US State Department spokeswoman Jen Psaki said Tariq Khedeir, who is still in custody, was visited by a consulate official on Saturday.
She said yesterday: ‘We are profoundly troubled by reports that he was severely beaten while in police custody and strongly condemn any excessive use of force.
‘We are calling for a speedy, transparent and credible investigation and full accountability for any excessive use of force.’
This came as it has emerged that Mohammed Abu Khedair, the Palestinian teenager who was abducted and killed in Jerusalem last week, died from being burned alive.
Citing a medical autopsy, Palestinian General Prosecutor Mohammed al-Auwewy said traces of smoke inside the lungs of the 16-year-old youth, indicate that the smoke was inhaled while the fire was burning.
The teenager’s death sparked widespread outrage among Palestinians, who believe he was killed in retaliation for the abduction and killing of three Israeli teens.
Israeli authorities are investigating who killed Khedair and why, said Israeli prime minister Binyamin Netanyahu.

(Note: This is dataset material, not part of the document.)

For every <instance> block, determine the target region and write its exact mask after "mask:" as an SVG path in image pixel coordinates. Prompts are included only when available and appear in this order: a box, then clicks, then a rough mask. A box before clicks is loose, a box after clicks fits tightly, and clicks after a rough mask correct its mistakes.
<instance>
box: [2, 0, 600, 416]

Israeli police have arrested a group of Jewish extremists in connection with the kidnap and murder of the Palestinian teenager, an Israeli official said yesterday, shortly after it was reported that there were six arrests in connection with the case.

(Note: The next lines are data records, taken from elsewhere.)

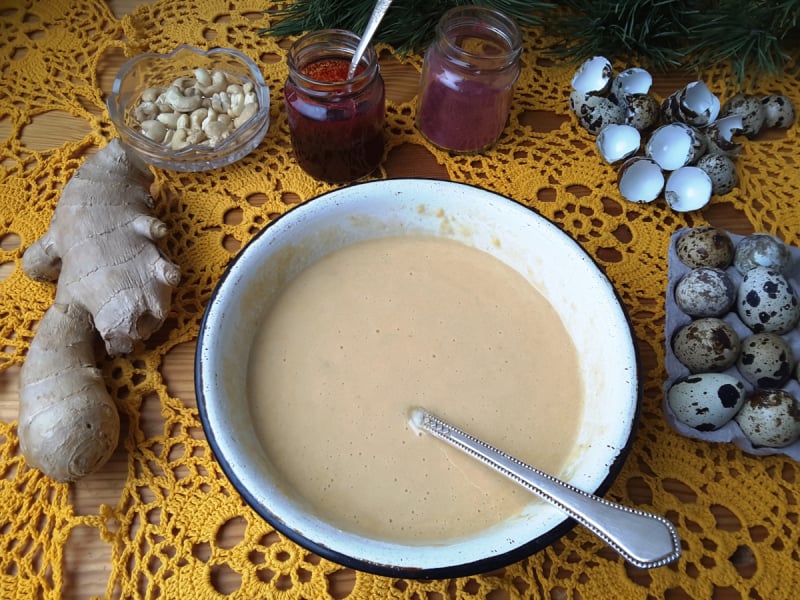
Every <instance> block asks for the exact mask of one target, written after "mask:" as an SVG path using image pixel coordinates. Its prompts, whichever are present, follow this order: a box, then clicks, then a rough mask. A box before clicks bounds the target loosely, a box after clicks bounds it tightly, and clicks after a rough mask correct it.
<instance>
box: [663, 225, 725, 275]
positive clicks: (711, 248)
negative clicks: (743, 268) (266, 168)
mask: <svg viewBox="0 0 800 600" xmlns="http://www.w3.org/2000/svg"><path fill="white" fill-rule="evenodd" d="M675 252H676V254H677V255H678V259H679V260H680V261H681V262H682V263H683V264H684V265H686V266H687V267H690V268H692V269H694V268H695V267H716V268H718V269H726V268H728V267H729V266H730V265H731V263H732V262H733V252H734V247H733V240H732V239H731V236H729V235H728V232H727V231H725V230H724V229H719V228H717V227H712V226H711V225H704V226H700V227H693V228H691V229H689V231H687V232H685V233H683V234H681V235H680V237H678V239H677V241H676V242H675Z"/></svg>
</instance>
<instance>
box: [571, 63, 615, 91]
mask: <svg viewBox="0 0 800 600" xmlns="http://www.w3.org/2000/svg"><path fill="white" fill-rule="evenodd" d="M613 77H614V70H613V68H612V66H611V62H610V61H609V60H608V59H607V58H605V57H603V56H593V57H592V58H588V59H586V60H585V61H584V62H583V63H582V64H581V66H580V67H578V70H577V71H575V75H573V76H572V89H573V90H575V91H576V92H578V93H579V94H581V95H584V94H595V95H603V94H606V93H607V92H608V90H609V88H610V87H611V81H612V79H613Z"/></svg>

Israeli police also arrested dozens of people protesting against 16-year-old boy’s murder.
‘Around 35 people were arrested overnight, almost half of them minors,’ Israeli police spokeswoman Luba Samri said.
Of those, 22 were arrested in and around the northern city of Nazareth, the most populous Palestinian town in Israel.
The rest were arrested in Taibe in the north and the Triangle region around Umm el-Fahm, northeast of Tel Aviv, where clashes continued into Sunday, Samri added.
‘We are demonstrating against this incitement to hatred by Israelis online, who are saying “death to Arabs”,’ one demonstrator in Qalansuwa said.